Colleen: Robyn was teaching a Victorian novels graduate class back in 2015, and she wanted the students to read each of the novels serially and concurrently, as they would have been read by their original audience. For instance, an avid novel reader in 1864 would be reading the fifth installment of Trollope’s Can You Forgive Her? and the first installment of Dickens’s Our Mutual Friend at the same time, in May. Robyn’s grad students bought each of the assigned novels and were forced to bring an entire stack of them each time they came to class, not to mention the logistical annoyance of parsing out the individual serial installments when the novel editions don’t identify them. This logistical nightmare that arose out of the simple wish to study seriality in led Robyn to create a Wordpress website that organized these assigned novels synchronically, and that blossomed into the entire project of Reading Like a Victorian.

Tara: What was your initial stack? Why did you decide to start there?

Colleen: Robyn’s graduate class featured four major novels—Can You Forgive Her?, Our Mutual Friend, Wives and Daughters, and Armadale—published serially in the period of 1864-1866. The convergence of these major authors/works made it an ideal representative stack for the study of the Victorian serial novel and what Robyn calls the serial moments” in which they were released. This was a natural starting place when Robyn began building the first iteration of the website. 

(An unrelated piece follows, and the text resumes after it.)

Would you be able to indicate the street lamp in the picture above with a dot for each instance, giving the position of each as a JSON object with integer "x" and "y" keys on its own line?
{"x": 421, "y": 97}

Tara: I’m curious to hear more about the selection process. How do you choose which novels to archive on the site?

Colleen: We usually start with a single text that either we or another scholar are interested in studying, and then we build a stack around that text. Dickens Universe itself is often a prompt for building a stack! But we’ve also, for instance, had requests for stacks built around certain historical events like the Great Exhibition. After we identify that starting point, we begin with the canonical texts and then add some non-canonical or lesser-known texts, space allowing. The end goal, however, is to get as many texts as possible, spanning the nineteenth century. The texts featured on the site now are as numerous as is possible in the site’s current, limited form, but even “busy” stacks will grow in future versions of the project.

Tara: Yes, we are so grateful you were willing to create the Dickens Universe stacks for us. Thank you! I also like how you’ve incorporated essays and short stories into the stacks. What sorts of non-fiction literature do you include on the site? 

Colleen: We usually choose things that we think will be of most interest to scholars, so, for instance, Cardinal Newman’s Apologia Pro Vita Sua seemed like a significant text whose publication should be taken into account when studying Armadale, which was published in the same month. Ideally, in a future form, the site will be able to include information about as many texts as possible, fiction and nonfiction, poetry and drama alike.

Tara: We’re excited to see what’s to come. We’ve heard that you’re planning on giving the website a makeover. What do you have in store for the future of Reading Like a Victorian?

Colleen: We’re at a very exciting stage right now. We were just awarded a Battelle Engineering, Technology and Human Affairs (BETHA) Grant, and we have entered into collaboration with Ohio State’s College of Arts and Sciences Technology Services to totally revamp the website. Some of the most exciting changes will include a working search database, which will be coded not only for titles, author names, etc., but for narrative components like “cliffhanger ending,” “orphan heiress,” and so on. The site will also have an entirely new interface which will allow for much easier use and expansion. We will no longer have to cordon texts into “stacks,” but rather will be able to show the entire uninterrupted timeline of serial novel publication across the century. We are thrilled to be able to bring the project to its next phase.

Tara: Thank you for taking the time to talk with us, Colleen. We’re looking forward to seeing you at a future Dickens Universe!